En el rescate de la casa dormida encontraron un tesoro único: un olivo de 350 años al que dan ganas de abrazar y poner la oreja para que te cuente la respuesta insondable de todas las dudas. «Tiene dos récords, es uno de los olivos más grandes que existen con 9,5 metros de alto, y es el más alto del Sureste español», lo mima Carlos con sus elogios. Este rey aceitunero preside el exterior de la casa, donde Carlos y Nacho han plantado moreras, higueras, aladiernos, un jinjolero y un madroño que les entregó Ecologistas en Acción. «Estamos custodiados por la Asociación para la Custodia del Territorio y el Desarrollo Sostenible y por la Asociación para la Recuperación del Bosque Autóctono, así que nos dan plantas autóctonas para reforestar, como el tetraclinos articulata, el ciprés de Cartagena», una reliquia vegetal de la era terciaria.

«Vemos las estrellas con los huéspedes», cuenta Carlos Herrero

Bajo unos palmitos de más de 80 años han instalado una hamaca para respirar de cerca el perfume que pulverizan en el aire las especies del huerto arbustivo, compuesto por incienso y orégano, santolina y malvarrosa, salvia y durillo. «También tenemos olivardilla, que aquí se usa para aliñar las olivas», muestra Carlos parte de su casa de cuento. A la sombra de las aromáticas apenas levanta una pestaña Rayo, el gato canela poseído por la abulia de agosto. «Está con la siesta del borrego», comprende su dueño. «Algunos huéspedes vienen a hacer yoga bajo el olivo, otros toman el sol», cuenta Carlos de la vida en Las Jordanas. Puedes refrescarte sin culpa en la ducha exterior que han construido con un viejo poste de la luz, ya que estos hosteleros ecologistas reciclan todas las aguas de la casa para regar.

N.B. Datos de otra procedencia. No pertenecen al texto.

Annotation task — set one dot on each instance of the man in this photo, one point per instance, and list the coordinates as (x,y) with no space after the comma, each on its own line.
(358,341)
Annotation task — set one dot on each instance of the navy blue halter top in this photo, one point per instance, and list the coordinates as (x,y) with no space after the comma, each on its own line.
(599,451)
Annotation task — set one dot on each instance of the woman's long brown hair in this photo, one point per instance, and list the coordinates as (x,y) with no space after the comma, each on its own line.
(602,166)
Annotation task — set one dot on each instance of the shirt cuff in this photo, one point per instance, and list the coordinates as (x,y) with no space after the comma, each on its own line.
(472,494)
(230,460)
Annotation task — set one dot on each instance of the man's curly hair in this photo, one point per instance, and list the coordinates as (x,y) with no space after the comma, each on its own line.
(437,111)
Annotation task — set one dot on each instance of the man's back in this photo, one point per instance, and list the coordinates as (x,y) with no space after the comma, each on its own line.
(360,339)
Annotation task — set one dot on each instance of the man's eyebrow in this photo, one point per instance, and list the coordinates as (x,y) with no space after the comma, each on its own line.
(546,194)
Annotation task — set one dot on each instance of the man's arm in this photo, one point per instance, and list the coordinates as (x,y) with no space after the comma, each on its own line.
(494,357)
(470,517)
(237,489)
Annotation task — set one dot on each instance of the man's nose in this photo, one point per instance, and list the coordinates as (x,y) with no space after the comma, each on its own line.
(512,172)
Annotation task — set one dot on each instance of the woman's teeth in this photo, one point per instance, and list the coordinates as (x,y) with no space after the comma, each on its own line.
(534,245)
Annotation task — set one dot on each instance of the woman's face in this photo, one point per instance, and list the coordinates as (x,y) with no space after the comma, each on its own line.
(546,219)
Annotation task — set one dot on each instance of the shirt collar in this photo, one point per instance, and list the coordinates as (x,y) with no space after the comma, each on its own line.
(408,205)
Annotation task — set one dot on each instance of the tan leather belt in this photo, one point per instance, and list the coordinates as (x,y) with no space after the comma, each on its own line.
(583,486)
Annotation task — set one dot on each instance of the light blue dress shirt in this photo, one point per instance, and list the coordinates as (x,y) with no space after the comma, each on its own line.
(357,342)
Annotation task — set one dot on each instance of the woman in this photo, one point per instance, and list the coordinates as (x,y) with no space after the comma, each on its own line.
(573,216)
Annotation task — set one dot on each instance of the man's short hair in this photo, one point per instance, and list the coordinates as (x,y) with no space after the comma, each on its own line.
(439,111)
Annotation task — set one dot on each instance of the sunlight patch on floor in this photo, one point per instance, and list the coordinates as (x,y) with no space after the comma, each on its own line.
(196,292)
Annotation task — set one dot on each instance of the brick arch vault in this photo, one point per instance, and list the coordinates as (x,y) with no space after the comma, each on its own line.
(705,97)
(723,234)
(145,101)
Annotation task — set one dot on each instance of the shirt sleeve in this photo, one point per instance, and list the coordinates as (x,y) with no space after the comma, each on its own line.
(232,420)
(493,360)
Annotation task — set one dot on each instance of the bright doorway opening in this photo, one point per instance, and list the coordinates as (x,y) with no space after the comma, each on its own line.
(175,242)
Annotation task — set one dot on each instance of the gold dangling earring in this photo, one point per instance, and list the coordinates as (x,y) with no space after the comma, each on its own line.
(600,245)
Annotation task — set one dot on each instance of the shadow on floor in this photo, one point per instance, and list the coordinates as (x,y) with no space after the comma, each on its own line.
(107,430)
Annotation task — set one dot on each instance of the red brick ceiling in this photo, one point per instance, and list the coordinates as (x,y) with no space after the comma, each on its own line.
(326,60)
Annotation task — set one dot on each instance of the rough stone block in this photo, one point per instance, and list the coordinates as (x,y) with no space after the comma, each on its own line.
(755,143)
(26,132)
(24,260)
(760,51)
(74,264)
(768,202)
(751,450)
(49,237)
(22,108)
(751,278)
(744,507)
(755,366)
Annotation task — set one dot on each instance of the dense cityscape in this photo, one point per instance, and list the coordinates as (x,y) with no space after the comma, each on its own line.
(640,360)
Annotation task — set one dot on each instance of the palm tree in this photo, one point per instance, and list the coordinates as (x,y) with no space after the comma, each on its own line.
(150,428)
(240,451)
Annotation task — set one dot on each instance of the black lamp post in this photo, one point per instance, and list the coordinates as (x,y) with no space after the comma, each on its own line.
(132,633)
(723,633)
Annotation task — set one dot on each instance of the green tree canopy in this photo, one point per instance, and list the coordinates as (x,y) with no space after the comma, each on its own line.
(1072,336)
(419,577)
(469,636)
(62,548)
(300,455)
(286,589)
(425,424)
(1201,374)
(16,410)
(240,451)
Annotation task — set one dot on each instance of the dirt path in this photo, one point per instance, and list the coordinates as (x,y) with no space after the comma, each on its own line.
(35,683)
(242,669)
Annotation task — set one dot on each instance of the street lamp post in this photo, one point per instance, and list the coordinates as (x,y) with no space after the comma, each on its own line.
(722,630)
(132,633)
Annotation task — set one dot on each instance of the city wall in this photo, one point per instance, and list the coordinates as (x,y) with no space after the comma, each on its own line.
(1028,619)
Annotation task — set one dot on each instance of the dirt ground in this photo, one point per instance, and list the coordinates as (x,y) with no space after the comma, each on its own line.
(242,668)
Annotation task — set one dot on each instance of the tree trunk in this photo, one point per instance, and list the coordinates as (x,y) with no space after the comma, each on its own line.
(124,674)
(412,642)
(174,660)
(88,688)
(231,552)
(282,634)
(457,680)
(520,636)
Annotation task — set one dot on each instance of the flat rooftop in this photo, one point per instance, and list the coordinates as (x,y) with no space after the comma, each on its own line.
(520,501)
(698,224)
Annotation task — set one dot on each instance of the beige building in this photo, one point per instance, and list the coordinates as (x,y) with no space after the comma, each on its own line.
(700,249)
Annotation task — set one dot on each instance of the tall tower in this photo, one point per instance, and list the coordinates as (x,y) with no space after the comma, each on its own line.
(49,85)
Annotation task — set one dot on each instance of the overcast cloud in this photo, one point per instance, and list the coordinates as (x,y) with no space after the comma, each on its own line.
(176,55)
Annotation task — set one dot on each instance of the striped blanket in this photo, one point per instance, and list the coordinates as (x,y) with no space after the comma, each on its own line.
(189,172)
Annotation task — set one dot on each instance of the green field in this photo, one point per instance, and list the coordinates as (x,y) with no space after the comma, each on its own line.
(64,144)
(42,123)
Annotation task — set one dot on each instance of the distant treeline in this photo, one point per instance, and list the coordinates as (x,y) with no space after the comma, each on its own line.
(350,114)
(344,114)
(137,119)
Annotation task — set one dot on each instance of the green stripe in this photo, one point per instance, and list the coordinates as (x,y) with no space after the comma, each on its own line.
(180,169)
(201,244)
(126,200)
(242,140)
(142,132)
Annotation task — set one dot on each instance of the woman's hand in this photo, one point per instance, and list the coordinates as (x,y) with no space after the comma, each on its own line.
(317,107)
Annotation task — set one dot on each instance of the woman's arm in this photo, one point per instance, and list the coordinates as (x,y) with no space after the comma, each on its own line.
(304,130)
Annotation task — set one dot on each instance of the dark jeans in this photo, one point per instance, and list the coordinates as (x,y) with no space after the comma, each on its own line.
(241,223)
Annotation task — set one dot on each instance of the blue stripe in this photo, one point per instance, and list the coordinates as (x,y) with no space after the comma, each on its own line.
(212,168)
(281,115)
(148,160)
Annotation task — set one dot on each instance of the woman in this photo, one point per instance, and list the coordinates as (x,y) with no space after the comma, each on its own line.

Dentro se respira una paz mineral como de refugio de montaña que te cobija a salvo de las tormentas y los depredadores. Un poco de ese sentido maternal ha prendido este verano en todos los amantes del Parque con el primer nido de una tortuga boba en todo el litoral murciano en más de cien años. Las tortugas que rompan pronto el caparazón tendrán muchos padres en Calblanque.